Daher kennt man "Wuthering Heights"-Star Alison Oliver noch
Alison Oliver (28) sorgt aktuell mit ihrer Rolle als Isabella Linton in der Neuverfilmung von "Wuthering Heights" für Aufsehen. Die Schauspielerin steht unter der Regie von Emerald Fennell (40) vor der Kamera und bringt ihre vielseitige Erfahrung aus Theater, Fernsehen und Film in das Projekt ein. Doch wer ist die Darstellerin, die in dem mit Spannung erwarteten Klassiker eine tragende Rolle übernimmt?
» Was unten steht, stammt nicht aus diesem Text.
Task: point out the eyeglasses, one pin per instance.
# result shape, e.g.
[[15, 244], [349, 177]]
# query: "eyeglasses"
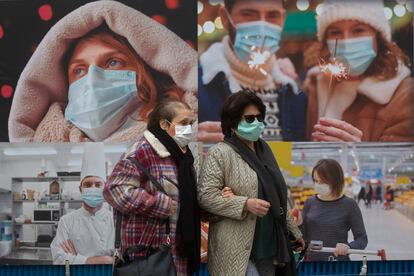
[[250, 118]]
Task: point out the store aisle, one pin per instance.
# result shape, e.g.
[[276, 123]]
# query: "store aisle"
[[389, 230]]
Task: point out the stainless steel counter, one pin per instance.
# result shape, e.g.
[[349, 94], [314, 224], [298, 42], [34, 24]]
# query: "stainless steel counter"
[[27, 257]]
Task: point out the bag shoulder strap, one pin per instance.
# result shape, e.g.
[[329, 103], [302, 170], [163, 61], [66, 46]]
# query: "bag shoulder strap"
[[119, 215]]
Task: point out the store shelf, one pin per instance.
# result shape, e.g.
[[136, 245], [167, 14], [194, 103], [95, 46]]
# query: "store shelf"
[[4, 190], [46, 179], [33, 248], [51, 222], [59, 201]]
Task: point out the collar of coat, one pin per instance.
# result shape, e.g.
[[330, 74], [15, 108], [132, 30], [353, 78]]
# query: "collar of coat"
[[379, 91], [159, 148], [213, 61]]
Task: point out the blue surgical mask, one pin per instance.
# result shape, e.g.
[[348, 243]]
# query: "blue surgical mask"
[[255, 35], [93, 197], [250, 131], [358, 53], [100, 102], [183, 135]]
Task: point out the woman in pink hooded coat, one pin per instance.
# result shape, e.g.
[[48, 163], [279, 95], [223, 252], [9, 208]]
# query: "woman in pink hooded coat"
[[97, 74]]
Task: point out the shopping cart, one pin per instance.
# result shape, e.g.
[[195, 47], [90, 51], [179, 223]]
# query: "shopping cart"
[[317, 246]]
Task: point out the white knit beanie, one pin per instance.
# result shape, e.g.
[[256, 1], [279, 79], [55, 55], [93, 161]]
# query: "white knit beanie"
[[370, 12]]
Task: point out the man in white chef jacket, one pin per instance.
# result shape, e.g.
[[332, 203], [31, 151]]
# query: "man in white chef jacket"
[[86, 236]]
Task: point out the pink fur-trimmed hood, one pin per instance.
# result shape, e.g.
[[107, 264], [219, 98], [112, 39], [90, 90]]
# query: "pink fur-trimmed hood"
[[43, 80]]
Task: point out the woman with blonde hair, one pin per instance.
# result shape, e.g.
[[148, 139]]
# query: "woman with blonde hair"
[[374, 103]]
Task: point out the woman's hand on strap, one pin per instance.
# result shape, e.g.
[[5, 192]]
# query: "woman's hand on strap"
[[257, 207]]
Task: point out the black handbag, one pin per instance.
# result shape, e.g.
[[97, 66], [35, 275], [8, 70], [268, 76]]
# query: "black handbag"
[[157, 261]]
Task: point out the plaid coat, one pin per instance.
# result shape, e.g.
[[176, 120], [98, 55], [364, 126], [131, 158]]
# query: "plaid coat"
[[143, 207]]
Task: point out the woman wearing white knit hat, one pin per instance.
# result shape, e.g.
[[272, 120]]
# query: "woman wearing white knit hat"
[[374, 103]]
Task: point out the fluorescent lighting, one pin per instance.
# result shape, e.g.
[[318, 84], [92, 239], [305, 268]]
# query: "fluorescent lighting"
[[108, 149], [29, 151], [75, 163]]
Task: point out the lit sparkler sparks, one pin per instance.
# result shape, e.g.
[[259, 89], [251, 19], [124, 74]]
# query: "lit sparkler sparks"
[[334, 68], [257, 59]]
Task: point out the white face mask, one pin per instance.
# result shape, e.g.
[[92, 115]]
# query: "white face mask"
[[322, 189], [183, 135]]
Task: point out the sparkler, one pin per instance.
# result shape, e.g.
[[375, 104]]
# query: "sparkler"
[[334, 68]]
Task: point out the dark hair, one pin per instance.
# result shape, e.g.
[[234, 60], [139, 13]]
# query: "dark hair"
[[165, 110], [234, 106], [331, 173], [228, 4]]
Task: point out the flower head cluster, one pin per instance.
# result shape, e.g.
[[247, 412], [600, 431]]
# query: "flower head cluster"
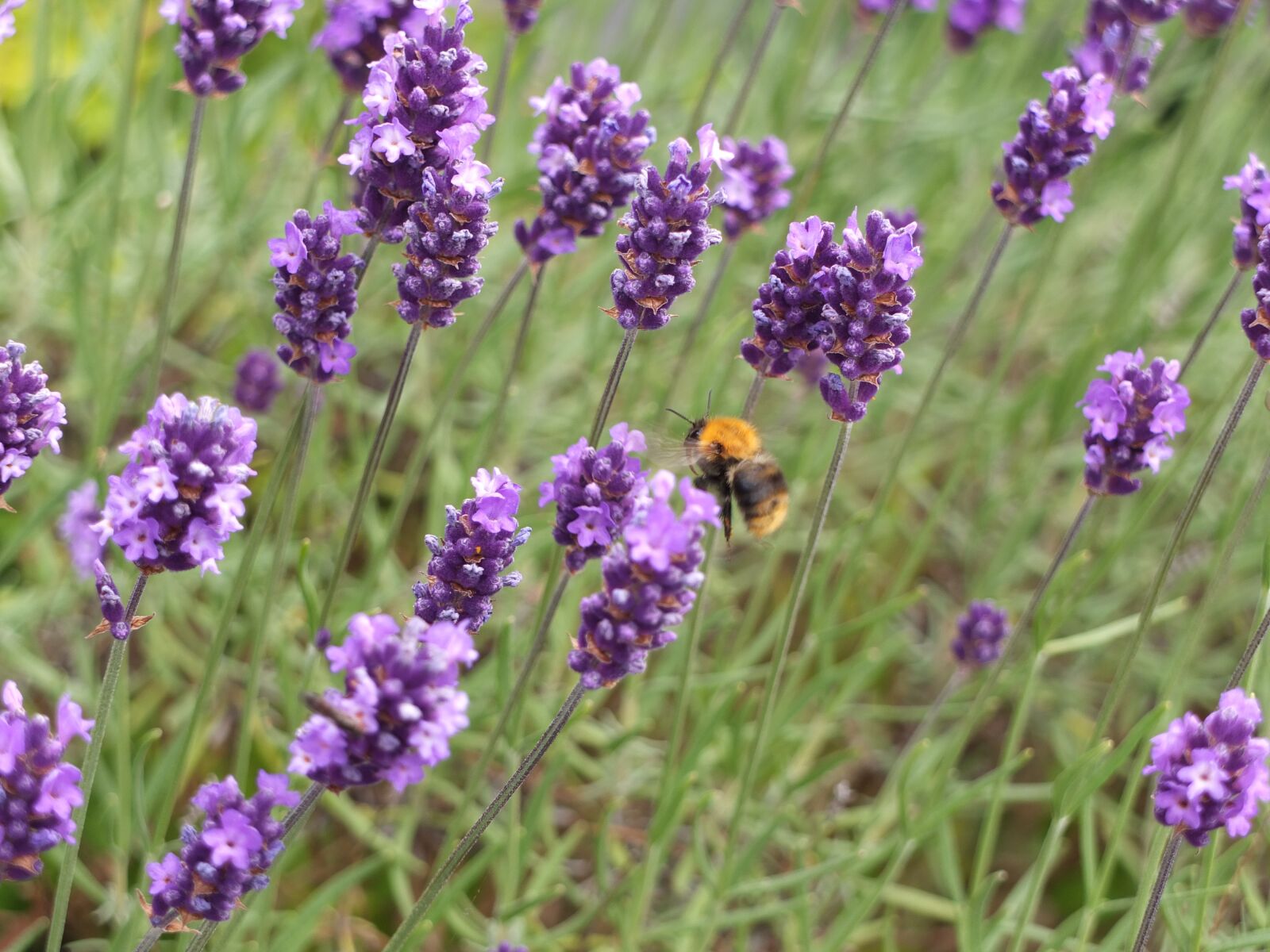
[[981, 634], [868, 305], [399, 708], [789, 321], [425, 109], [521, 14], [1109, 38], [753, 181], [1253, 183], [355, 32], [31, 414], [469, 564], [317, 292], [651, 582], [969, 18], [595, 492], [444, 234], [591, 152], [225, 860], [257, 381], [1053, 140], [1213, 772], [215, 35], [38, 793], [181, 495], [1133, 418], [1257, 321], [667, 232]]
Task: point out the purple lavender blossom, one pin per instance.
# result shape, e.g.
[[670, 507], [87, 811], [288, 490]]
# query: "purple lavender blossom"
[[444, 232], [595, 492], [469, 565], [1257, 321], [38, 793], [1133, 418], [868, 298], [1053, 140], [181, 497], [789, 321], [752, 183], [1213, 772], [1253, 183], [668, 230], [968, 19], [215, 35], [649, 584], [399, 708], [317, 292], [31, 416], [425, 109], [1109, 38], [225, 860], [256, 381], [591, 152], [75, 527], [521, 14], [981, 634]]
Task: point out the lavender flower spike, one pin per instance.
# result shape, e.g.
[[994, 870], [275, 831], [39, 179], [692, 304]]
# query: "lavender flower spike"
[[31, 416], [38, 793], [1212, 774], [225, 860], [591, 152], [399, 708], [668, 225], [444, 232], [1133, 419], [317, 294], [1053, 140], [981, 634], [215, 35], [868, 298], [1253, 183], [596, 493], [469, 565], [181, 497], [651, 582]]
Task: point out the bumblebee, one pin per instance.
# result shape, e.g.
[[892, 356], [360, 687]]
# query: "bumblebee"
[[725, 454]]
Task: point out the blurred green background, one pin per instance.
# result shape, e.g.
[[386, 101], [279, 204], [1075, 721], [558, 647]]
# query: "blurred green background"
[[994, 478]]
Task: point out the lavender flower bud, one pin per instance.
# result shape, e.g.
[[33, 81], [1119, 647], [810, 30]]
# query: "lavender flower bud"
[[31, 416], [228, 857], [317, 292], [668, 225], [1053, 140], [215, 35], [1212, 774], [868, 298], [444, 232], [591, 152], [1133, 419], [181, 497], [789, 321], [981, 634], [257, 381], [649, 584], [38, 793], [595, 492], [399, 708], [752, 183], [1254, 187], [469, 565]]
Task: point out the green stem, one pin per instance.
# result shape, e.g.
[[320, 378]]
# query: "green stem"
[[92, 759]]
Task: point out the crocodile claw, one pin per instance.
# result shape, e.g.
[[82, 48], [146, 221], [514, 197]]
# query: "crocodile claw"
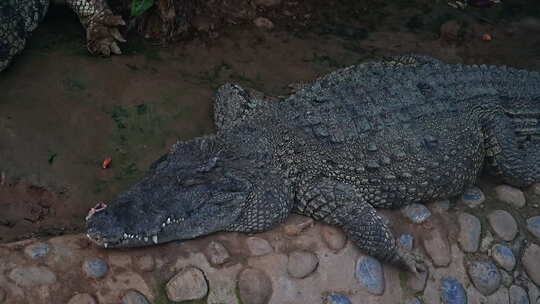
[[102, 34]]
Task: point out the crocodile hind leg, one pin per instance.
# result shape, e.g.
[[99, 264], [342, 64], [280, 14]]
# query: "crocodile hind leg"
[[101, 26], [515, 159], [17, 20], [344, 206]]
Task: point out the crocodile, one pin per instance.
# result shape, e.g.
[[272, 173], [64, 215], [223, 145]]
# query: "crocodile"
[[18, 18], [382, 134]]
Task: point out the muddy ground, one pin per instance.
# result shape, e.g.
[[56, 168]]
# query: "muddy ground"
[[62, 111]]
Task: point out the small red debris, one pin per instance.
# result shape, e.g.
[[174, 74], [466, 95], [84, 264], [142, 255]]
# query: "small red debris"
[[106, 163]]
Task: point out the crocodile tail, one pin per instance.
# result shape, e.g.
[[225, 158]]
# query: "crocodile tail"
[[17, 20]]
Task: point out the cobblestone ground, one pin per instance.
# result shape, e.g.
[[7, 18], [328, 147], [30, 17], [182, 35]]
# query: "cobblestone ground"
[[479, 248]]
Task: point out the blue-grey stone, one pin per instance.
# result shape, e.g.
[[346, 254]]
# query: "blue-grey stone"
[[336, 298], [473, 197], [518, 295], [369, 274], [417, 213], [37, 250], [95, 267], [452, 292], [503, 256], [406, 241], [504, 224], [485, 277], [414, 301], [533, 225], [134, 297]]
Alison hat sich in den vergangenen Jahren durch zahlreiche bemerkenswerte Auftritte einen Namen in der Branche gemacht und wurde bereits 2023 von der Fachzeitschrift Variety in die Liste der "10 Schauspieler, die man im Auge behalten sollte" aufgenommen.
Ihren Durchbruch feierte Alison 2022 mit der Hauptrolle der Frances in der BBC Three und Hulu-Miniserie "Conversations with Friends", die auf dem gleichnamigen Roman von Sally Rooney basiert. Ein Jahr später stand sie bereits für Emerald vor der Kamera und spielte in dem viel beachteten Film "Saltburn" die Rolle der Venetia Catton. Es folgten weitere Projekte wie die BBC-Drama-Serie "Best Interests", in der sie die Hauptrolle der Katie übernahm, sowie der Krimi-Thriller "The Order" von Regisseur Justin Kurzel aus dem Jahr 2024. In der HBO-Serie "Task" war sie 2025 als Elizabeth Stover neben Mark Ruffalo (58) zu sehen.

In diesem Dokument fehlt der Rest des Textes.